I would all say as a counter is when it gets easy for everybody to make it.
And then when that happens, it's not going to be as much as people believing that these videos are the truth.
It's going to be about people believing what they want to believe and not caring whether they're fake or real.
That's going to start to cause some problems.
All right, what do you have to say about that?
Okay, so it already exists.
I think you were going to say that.
You said I was going to say it, and I said it.
So there's a product, Hey Gen, H-E-Y-G-E-N, and I've used it before.
They kind of went viral, and it's actually mind-blowing that you can upload, you know, like a 30-to-1-minute, 30-second, one-minute,
clip of yourself, and it will, originally they went viral, but it would translate into another
language in your exact voice and relatively match your lips up to the new words that are being
spoken. And I tested it. I was like having it have me speak Chinese and Spanish and showing it to
native speakers. And they're actually like, this is not bad. And it actually kind of looked like
it was me speaking. And so this morning, there was a really interesting, uh,
On Twitter, I opened it.
My entire for-you feed was Javier Millay, the new Argentinian firebrand president,
him giving a speech in Spanish that was translated in Hagen to English.
So it's his voice, it's his words, it's his speech, but it's now reaching an English-language audience in English,
and everyone was sharing it.
And obviously, it was more about the content itself, and this was not a deep fake in the sense of it was making
things up about what he was saying, but it's honestly, it's so good that being able to change what
people are saying and make it look reasonable and make it their lips look like they're kind of
saying what you're getting them to say in their voice. That's here. That's here this year.
Definitely. Yeah, I saw you tweet about that and then I went and watch the video. It is really
incredible how they can do those translations and make a video look like somebody is literally speaking
the language in their voice, which is wild. Yeah.
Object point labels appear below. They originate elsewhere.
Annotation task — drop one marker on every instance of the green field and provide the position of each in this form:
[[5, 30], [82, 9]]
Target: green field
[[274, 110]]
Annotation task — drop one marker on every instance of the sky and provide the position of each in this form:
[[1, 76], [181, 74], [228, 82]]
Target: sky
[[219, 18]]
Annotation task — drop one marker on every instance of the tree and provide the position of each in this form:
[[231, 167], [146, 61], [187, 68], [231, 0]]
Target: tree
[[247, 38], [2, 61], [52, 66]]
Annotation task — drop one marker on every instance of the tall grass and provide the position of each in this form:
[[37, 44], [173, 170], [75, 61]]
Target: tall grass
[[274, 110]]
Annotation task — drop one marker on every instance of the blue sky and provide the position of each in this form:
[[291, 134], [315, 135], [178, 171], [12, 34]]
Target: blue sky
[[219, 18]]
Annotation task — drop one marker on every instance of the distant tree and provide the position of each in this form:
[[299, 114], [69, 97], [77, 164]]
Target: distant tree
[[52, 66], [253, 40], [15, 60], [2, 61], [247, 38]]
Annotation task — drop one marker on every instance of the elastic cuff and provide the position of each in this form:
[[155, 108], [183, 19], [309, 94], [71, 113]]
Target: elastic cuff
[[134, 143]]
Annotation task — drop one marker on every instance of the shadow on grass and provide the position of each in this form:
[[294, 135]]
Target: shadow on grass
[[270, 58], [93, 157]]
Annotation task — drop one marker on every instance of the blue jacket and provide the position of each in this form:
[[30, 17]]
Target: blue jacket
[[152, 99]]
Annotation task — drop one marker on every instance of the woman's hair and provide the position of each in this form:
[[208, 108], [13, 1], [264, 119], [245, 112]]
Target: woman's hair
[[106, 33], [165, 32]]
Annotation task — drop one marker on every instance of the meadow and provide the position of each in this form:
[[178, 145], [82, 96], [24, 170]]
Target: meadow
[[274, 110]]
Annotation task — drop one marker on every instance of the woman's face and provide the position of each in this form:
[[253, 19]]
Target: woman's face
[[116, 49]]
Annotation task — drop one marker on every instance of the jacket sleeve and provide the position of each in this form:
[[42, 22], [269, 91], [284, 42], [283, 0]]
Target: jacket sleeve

And,
it honestly the platform you just hit translate you specify the target language it takes like maybe like
for every minute of video like 10 minutes you can tell there's probably some like serious processing
going on on the other side and then it looks good it looks very good so so that technology is here
and we haven't even seen the first major mishap and i think we will yeah so maybe that's something
that we see this year. The Davos consensus is what everybody at Davos starts to agree on,
like all the elites, the prime ministers and the governmental officials and the business elites,
they tend to walk away from the conference agreeing on something and then it almost universally
ends up being wrong. Like they showed up in January 2020. They didn't speak at all about COVID.
And of course, that's what dominated the world for the next couple of years. So Ben Smith was on
Squawk Box on Ben Smith, the editor-in-chief of Semaphore, was on Squackbox and talking about what
the consensus is this year. And his perspective is that everybody at Davos this year is sure
that Donald Trump is going to win the presidential election in the U.S. in 2024, which
indicates, who knows, maybe that's good news for Biden or some other candidate that we don't
even know about. That's a lot of run.
The Davos curse is the new Sports Illustrated curse for older listeners.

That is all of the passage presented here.